Assim, é a primeira coletânea de contos de Barth, Lost in the Funhouse (1968), seu livro mais popular. De fato, é de mais fácil leitura, tanto porque os contos requerem unidades menores de atenção, permitindo interrupções mais disciplinadas, quanto porque um conto pode ser, com mais facilidade e proveito, lido e discutido em sala de aula. Nos Estados Unidos é extremamente comum que em um curso sobre a literatura norte-americana do pós-guerra algum conto desse livro conste da ementa, visando caracterizar o que seria par excellence o pós-modernismo. Sem dúvida, as coletâneas de contos de Barth são diversão garantida, com a possibilidade de melhor dosar o uso do tempo e o esforço de atenção. Não que não tenham também seus truques. Afinal, Chimera (1972), On with the story (1996), The Book of Ten Nights and a Night: Eleven stories (2004) e Where three roads meet (2005), The Development (2008) são coletâneas de contos (por vezes, contos longos, chamados em inglês de “novellas”) que se imbricam de alguma forma. Há ainda a coletânea, com narrativas, digamos, independentes, das quais uma das narrativas de The Development se desdobrou no já mencionado romance, Every Third Thought: A Novel in Five Seasons (2011), sobre um casal de professores chegando à aposentadoria, que é, enfim, mais ou menos a mesma idade de Barth, hoje com 82 anos; esse romance, mais curto do que todos os outros, o lemos de um só mergulho, mas, não posso deixar de dizer, ainda que mais breve que os demais, é Barth legítimo. Depois de meio século de escrita travessamente pós-moderna, Barth, aos 80 anos, ainda exsuda élan juvenil verbal e temático, até no quanto, na narrativa, a sexualidade ainda encontra seu ardor.

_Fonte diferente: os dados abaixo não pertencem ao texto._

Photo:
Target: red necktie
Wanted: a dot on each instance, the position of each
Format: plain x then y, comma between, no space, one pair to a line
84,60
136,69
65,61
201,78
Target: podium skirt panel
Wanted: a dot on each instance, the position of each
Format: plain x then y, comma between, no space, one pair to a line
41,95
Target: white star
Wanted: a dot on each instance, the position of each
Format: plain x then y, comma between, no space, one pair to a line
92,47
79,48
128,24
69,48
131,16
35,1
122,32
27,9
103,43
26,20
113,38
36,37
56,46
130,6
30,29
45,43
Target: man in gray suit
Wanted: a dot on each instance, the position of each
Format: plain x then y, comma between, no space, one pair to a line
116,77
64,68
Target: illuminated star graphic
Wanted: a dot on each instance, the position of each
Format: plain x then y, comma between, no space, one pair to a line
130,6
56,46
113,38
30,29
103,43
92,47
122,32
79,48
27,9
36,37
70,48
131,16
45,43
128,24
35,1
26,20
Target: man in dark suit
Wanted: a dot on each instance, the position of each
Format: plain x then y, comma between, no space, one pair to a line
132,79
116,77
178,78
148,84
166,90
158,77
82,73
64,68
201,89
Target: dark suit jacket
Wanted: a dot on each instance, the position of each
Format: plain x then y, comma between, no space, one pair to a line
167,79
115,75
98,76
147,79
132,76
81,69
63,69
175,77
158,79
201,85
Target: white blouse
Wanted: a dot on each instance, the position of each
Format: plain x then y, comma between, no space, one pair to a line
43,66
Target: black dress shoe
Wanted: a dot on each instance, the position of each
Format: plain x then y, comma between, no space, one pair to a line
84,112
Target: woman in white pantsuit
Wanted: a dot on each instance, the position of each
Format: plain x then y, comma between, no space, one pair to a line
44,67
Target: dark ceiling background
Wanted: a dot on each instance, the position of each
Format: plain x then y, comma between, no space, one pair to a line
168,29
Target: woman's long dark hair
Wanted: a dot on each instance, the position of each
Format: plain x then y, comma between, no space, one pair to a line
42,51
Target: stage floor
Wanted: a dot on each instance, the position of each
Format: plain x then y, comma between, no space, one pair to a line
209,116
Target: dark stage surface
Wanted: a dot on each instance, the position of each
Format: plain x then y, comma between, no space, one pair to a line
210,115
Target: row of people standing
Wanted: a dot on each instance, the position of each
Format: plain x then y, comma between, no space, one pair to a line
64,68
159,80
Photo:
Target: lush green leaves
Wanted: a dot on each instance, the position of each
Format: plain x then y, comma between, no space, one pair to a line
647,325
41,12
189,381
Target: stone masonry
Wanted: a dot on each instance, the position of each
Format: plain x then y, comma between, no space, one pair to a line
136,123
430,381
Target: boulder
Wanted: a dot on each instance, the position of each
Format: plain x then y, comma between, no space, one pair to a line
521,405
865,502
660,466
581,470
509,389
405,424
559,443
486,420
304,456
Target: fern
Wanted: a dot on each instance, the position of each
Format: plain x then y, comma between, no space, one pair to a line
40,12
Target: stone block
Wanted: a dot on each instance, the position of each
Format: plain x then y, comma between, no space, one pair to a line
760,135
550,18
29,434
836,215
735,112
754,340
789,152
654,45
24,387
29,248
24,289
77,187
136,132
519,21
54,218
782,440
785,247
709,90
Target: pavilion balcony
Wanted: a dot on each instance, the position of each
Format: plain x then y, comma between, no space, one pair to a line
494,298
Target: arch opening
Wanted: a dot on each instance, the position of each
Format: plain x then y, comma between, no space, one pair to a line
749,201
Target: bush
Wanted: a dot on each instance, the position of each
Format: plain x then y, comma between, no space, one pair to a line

Depois dos anos 1960, Barth publica mais romances: Letters (1979), Sabbatical (1982), The Tidewater Tales (1987), The Last Voyage of Somebody the Sailor (1991), Once Upon a Time (1994), Coming Soon!!! (2001) e Every Third Thought: A Novel in Five Seasons (2011). Desses livros, em Sabbatical, The Tidewater, The Last Voyage e Once upon a Time (já antes em The Floating Opera) a questão da navegação está marcantemente presente na narrativa. Em especial, a baía de Chesapeacke, mas também os mares do outro lado do globo, e de outra época, tal como em The Last Voyage, o que caracteriza Barth, o que voltarei a mencionar abaixo, como o último grande romancista náutico de língua inglesa. Com ele termina (por enquanto) a esplêndida tradição Melville, London e Conrad; no entanto, todos os meios de transporte acabam bem representados em seus livros. Até mesmo o tapete voador. De fato, na época das Mil e uma Noites, quando se passa parte da narrativa de The Last Voyage (onde também as Mil e uma Noites são renarradas), Ibn al-Hamra, faz uma reprimenda ao narrador, que está lá, mas pertence ao século XX, porque suas narrativas seriam por demais implausíveis, ou seja, o narrador moderno, encontrando-se lá nas arábias de outrora, deveria se manter mais restrito às regras do realismo islâmico:

Desde o ponto de vista privilegiado do realismo tradicional, caros irmãos, é – proclama Ibn al-Hamra – de onde falo! Peço assuntos familiares e substanciais: aves-roca e rinocerontes; ifrits, gênios e tapetes voadores; coisas assim que todos nós bebemos junto com o leite de nossas mães e beberemos – Inshallah! – até nosso último gole. Não deixemos nenhum estrangeiro imaginar que mentiras amalucadas tais como máquinas que marcam as horas [relógios de pulso] ou que se põem a rolar por si mesmas estrada abaixo [automóveis] poderão ocupar o lugar de nosso usual realismo islâmico...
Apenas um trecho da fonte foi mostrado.